The Medicines Company reported primary results from a phase III trial investigating Clevelox (clevidipine), an intravenous drug being evaluated for the control of blood pressure. The placebo-controlled, doubled blind, randomized study, called ESCAPE-1, enrolled subjects before they underwent cardiac surgery. Results showed that patients with high blood pressure treated with Clevelox achieved treatment success 92.5% of the time versus 17.3% with placebo, measured by at least a 15% reduction in blood pressure. In November 2004, The company reported similar primary results of ESCAPE-2, a trial of Clevelox conducted in post-operative patients. The complete Clevelox phase III program consists of five clinical trials, including three trials, know as ECLIPSE, which are currently enrolling patients. Full data will be published and presented under scientific peer review. Pending positive results, the Medicines Company plans on filing an NDA with the FDA shortly.
September 9, 2002
Results of a phase II clinical study of RSD1235 showed that the drug was effective in terminating atrial fibrillation (AF). The study, which involved 56 subjects, compared three treatment groups: RSD1235 at a low dose, RSD1235 at a high dose, and placebo. The primary endpoint - the ability of RSD1235 to terminate atrial fibrillation within 30 minutes of infusion - was achieved in the high-dose group, with 61% of those treated experiencing termination of atrial fibrillation. 11% and 5% of the low-dose group and placebo group, respectively, experienced termination of AF. The 11% was not statistically significant compared to placebo.
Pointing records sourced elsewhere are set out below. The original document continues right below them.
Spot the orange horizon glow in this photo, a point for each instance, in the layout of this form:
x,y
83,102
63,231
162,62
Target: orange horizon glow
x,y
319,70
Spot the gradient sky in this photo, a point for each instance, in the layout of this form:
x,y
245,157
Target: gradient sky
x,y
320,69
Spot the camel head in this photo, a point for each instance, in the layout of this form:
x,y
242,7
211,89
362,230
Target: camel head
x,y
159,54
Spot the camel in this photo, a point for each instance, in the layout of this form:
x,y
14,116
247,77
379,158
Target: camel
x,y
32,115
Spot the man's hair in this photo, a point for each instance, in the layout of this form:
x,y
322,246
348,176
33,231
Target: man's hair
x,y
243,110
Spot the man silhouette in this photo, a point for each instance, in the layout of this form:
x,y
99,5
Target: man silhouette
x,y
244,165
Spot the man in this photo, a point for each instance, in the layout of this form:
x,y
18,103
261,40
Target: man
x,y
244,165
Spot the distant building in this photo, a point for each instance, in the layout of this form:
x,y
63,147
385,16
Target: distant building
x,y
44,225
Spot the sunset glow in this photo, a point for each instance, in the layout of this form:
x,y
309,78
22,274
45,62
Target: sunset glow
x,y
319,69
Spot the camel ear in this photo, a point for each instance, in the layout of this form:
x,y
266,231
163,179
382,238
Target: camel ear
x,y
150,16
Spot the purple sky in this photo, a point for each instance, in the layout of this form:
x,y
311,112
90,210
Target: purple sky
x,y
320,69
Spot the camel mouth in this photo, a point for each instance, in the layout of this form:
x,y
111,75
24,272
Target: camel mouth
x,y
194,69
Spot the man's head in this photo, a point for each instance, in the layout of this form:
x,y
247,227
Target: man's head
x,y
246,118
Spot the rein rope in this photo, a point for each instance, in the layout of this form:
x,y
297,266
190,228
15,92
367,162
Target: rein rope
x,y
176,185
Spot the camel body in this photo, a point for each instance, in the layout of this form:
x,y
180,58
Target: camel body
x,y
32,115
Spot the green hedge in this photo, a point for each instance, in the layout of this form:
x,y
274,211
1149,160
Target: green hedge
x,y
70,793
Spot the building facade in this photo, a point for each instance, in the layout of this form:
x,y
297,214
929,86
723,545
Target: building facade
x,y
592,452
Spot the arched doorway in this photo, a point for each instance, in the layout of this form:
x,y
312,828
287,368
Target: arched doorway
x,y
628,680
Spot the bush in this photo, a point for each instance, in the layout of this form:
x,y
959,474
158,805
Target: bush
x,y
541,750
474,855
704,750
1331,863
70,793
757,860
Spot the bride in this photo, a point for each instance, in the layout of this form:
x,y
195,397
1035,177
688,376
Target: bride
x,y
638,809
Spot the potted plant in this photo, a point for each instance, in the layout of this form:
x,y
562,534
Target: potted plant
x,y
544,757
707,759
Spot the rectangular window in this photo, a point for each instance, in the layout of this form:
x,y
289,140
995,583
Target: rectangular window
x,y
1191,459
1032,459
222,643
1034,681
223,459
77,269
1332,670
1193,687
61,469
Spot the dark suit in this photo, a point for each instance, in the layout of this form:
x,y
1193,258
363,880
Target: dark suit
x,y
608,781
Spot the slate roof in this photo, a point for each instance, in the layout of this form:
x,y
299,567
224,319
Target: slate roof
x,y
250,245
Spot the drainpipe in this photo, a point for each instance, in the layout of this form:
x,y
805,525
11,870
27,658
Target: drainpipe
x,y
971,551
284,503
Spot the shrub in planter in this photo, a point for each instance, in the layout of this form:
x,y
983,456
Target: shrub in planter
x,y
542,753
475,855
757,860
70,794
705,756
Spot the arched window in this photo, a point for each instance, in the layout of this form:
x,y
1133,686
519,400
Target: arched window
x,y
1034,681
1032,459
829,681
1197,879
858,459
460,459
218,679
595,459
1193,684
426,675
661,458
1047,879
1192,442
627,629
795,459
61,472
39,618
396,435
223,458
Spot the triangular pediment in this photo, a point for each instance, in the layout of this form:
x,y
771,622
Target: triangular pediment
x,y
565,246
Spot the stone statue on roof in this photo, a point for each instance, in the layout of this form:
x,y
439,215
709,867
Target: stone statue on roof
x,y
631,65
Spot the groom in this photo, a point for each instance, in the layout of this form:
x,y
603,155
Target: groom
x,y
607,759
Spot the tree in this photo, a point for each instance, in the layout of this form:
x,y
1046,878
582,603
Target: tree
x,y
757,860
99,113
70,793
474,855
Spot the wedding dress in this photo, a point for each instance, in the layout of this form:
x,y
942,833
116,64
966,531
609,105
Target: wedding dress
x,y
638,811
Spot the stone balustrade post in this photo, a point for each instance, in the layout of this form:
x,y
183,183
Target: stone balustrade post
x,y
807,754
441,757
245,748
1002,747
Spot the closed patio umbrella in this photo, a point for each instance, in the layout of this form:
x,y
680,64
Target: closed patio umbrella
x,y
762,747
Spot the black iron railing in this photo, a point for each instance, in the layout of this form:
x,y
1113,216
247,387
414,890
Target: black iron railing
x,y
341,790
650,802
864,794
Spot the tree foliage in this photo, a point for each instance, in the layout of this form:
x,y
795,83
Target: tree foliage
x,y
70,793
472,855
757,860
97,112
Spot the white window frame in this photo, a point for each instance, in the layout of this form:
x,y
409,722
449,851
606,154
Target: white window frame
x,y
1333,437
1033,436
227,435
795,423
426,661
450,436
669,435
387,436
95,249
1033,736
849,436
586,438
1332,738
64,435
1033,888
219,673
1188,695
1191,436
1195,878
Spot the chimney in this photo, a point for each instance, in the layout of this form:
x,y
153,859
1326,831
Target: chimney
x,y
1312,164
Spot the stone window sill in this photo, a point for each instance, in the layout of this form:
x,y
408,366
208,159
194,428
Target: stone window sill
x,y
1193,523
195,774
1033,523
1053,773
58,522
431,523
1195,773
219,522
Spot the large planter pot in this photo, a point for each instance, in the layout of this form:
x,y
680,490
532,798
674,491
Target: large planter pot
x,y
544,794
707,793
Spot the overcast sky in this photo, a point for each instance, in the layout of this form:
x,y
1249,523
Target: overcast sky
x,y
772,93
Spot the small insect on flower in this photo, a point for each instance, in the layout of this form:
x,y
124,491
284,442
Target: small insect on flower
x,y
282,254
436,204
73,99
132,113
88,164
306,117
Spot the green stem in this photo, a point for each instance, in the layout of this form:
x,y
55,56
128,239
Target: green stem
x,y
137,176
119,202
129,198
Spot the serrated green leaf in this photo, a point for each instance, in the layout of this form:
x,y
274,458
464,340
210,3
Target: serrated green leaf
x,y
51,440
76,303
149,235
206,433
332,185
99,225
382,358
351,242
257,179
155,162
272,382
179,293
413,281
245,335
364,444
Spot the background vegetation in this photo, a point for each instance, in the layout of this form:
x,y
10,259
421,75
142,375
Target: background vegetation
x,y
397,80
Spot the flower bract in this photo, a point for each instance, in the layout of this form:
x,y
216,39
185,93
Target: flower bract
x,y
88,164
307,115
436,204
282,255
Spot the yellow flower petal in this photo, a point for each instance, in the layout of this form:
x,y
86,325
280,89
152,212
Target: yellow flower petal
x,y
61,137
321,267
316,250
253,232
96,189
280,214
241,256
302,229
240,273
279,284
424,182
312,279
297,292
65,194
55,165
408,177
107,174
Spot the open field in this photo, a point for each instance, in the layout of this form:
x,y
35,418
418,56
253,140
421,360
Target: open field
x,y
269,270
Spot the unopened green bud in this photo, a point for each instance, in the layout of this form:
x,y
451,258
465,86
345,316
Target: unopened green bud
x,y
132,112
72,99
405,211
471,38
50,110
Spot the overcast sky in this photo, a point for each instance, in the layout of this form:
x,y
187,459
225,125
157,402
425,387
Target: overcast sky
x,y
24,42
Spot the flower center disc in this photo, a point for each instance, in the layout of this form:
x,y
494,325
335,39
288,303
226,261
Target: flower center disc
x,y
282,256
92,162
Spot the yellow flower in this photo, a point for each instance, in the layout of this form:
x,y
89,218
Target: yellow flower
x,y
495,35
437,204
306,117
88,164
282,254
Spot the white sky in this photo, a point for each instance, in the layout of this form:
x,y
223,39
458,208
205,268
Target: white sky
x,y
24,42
Similarly, the high-dose group alone reached statistical significance for the secondary endpoints, which evaluated the heart rhythm at 30 minutes, one hour and 24 hours post-infusion. 10 out of 11 subjects in the high-dose group whose AF was terminated remained in normal sinus rhythm at those time intervals. RSD1235 is being developed by Cardiome Pharma.
December 17, 2001
Interim results from a phase II trial for stroke prevention indicate that AstraZeneca's Exanta (ximelagatran) showed 0.9 strokes and 0.4 transient ischemic attacks (TIAs) per 100 treatment years (three events) compared to 2.6 strokes and 2.6 TIAs per 100 treatment years (four events) for warfarin. The long-term trial, known as SPORTIF IV, compared Exanta to warfarin for the prevention of strokes in subjects with chronic nonvalvular atrial fibrillation (NVAF). In the trial, 125 subjects with chronic NVAF and at least one additional stroke risk factor received fixed-dose Exanta and 42 subjects received warfarin.